A 50/50 wheat/rye dough won't stand up to the same forces that can be used on an all-wheat dough.  A lighter touch and less tension are required.  Doing both a pre-shape and a final shape are helpful.

Paul

DanAyo's picture
DanAyo

Please comment on docking and scoring. 

pmccool's picture
pmccool

Up to about 50% rye, you can pretty much score a loaf as you would a wheat dough with no rye in it.  You might have to make some allowances for the depth of cut, since gluten content decreases as rye content increases.

For rye percentages above 70%, I'd definitely shift to docking.  This can be done with a skewer, or chopstick, or a docking tool.  The objective is to make a series of shallow holes, usually less than an inch deep, through the top crust of the bread.  This prevents a "flying crust" from forming since the holes provide a path for gases from the interior of the loaf to escape, rather than being trapped just under the crust.  

Paul

DanAyo's picture
DanAyo

Paul is the docking done right after shaping or after the final proof? Same question for scoring. 

Thanks

pmccool's picture
pmccool

If the recipe has other guidance, follow that.  
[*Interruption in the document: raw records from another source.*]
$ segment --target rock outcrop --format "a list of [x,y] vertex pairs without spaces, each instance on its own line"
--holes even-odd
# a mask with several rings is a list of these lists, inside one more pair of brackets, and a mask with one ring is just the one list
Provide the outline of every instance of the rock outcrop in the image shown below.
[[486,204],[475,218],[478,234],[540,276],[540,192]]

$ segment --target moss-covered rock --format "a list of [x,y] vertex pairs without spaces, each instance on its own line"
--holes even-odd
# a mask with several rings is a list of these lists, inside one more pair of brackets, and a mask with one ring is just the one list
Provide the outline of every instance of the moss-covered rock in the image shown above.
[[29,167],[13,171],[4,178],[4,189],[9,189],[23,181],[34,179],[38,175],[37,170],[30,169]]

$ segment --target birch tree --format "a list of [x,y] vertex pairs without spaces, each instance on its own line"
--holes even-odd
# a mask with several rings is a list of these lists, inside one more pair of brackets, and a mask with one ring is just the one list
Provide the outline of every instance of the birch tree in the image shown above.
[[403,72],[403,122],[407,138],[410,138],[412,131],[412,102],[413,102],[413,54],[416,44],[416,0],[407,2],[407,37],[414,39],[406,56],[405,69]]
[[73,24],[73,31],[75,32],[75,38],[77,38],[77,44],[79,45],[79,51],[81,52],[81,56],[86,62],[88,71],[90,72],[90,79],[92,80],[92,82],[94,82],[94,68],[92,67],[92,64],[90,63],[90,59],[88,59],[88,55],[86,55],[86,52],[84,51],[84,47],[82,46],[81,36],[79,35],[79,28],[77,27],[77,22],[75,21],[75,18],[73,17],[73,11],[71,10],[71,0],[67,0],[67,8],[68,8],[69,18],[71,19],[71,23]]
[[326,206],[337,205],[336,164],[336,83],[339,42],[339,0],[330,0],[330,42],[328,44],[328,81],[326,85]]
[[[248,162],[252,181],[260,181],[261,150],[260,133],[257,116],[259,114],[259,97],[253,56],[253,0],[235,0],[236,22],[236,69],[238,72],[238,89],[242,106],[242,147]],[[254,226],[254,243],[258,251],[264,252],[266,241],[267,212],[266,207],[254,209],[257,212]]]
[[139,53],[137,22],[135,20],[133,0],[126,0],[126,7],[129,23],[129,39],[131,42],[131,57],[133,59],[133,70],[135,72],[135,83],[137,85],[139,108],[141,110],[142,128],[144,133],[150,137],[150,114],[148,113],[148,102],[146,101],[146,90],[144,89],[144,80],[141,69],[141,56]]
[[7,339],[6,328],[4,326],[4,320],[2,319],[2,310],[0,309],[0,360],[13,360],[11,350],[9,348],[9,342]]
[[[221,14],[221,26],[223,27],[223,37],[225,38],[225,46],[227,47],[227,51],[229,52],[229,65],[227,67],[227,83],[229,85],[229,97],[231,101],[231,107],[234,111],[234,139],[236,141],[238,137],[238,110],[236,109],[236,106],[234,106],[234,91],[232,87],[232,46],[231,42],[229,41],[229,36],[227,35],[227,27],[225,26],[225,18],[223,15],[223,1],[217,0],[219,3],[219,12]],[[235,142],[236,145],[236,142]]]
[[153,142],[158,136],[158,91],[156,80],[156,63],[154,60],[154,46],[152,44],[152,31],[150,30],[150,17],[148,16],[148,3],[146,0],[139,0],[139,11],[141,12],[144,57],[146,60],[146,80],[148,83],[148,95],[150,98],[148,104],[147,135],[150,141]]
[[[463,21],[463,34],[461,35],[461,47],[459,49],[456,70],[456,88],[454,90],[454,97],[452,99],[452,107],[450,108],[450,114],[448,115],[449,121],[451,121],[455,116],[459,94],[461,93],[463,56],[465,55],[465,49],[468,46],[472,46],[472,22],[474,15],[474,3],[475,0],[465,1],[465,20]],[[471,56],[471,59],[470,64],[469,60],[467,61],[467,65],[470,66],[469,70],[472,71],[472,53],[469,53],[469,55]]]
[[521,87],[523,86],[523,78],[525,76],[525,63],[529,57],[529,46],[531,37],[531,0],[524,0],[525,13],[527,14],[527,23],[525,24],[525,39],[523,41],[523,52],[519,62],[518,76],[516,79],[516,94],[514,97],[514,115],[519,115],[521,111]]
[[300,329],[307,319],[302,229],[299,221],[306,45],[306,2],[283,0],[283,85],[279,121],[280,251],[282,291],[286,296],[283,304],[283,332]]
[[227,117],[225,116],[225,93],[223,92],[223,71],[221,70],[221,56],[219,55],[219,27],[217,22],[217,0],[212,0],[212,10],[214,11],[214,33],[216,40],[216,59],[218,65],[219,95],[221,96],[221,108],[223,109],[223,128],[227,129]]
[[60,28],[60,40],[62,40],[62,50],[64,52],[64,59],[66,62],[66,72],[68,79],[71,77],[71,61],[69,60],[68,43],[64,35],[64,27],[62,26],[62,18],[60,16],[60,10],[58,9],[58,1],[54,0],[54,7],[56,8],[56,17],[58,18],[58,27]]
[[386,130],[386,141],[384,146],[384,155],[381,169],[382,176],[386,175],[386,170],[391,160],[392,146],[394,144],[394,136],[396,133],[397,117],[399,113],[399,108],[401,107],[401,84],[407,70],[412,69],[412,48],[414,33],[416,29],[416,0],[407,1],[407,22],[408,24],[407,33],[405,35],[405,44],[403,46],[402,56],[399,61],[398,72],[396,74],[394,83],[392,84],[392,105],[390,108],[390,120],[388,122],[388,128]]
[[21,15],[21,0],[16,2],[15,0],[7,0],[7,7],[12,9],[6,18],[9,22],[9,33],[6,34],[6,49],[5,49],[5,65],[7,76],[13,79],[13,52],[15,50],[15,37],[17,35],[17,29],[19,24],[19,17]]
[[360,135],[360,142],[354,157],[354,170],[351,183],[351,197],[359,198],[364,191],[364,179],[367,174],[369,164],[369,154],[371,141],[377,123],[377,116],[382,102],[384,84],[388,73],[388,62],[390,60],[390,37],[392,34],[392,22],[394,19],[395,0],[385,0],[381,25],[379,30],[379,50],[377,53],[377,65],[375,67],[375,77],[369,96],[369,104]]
I have seen some rye breads that are scored immediately after shaping, some before baking, and some not at all.  About the only generalization I would make is that if it behaves like a wheat bread, then treat it like a wheat bread.  Sorry if that seems vague. 

Paul

DeanSamson's picture
DeanSamson

Interesting I have never heard of used the docking method. And I have been making bread for professionally for over 20 years. 

DanAyo's picture
DanAyo

For any bakers interested in “docking” dough click THIS LINK for a thorough forum search on the subject.

jbeuoy's picture
jbeuoy

Thanks!

 

jbeuoy's picture
jbeuoy

I shall try!

 

jbeuoy's picture
jbeuoy

100 percent rye sourdough

Mini Oven's picture
Mini Oven

The cracking is a beauty mark and identifies it as a high % rye bread.  Lovely Loaf!  

jbeuoy's picture
jbeuoy

Docked not scored

Mini Oven's picture
Mini Oven

comparison pics.  Were they baked at the same time?

jbeuoy's picture
jbeuoy

Scored Rye Crumb

jbeuoy's picture
jbeuoy

The scored loaf was baked in the evening. I put the other loaf in the fridge overnight. It had about an hour to come up to room temp before baking. 

 

Mini Oven's picture
Mini Oven

 Now you have to show the second loaf crumb.     

jbeuoy's picture
jbeuoy

I had not heard about retarding rye. This one was baked the next morning, perhaps 7-8 hours after the first. I waited until today to cut into it. docked rye cut

DanAyo's picture
DanAyo

This post inspired me to get bake into rye breads, Thanks!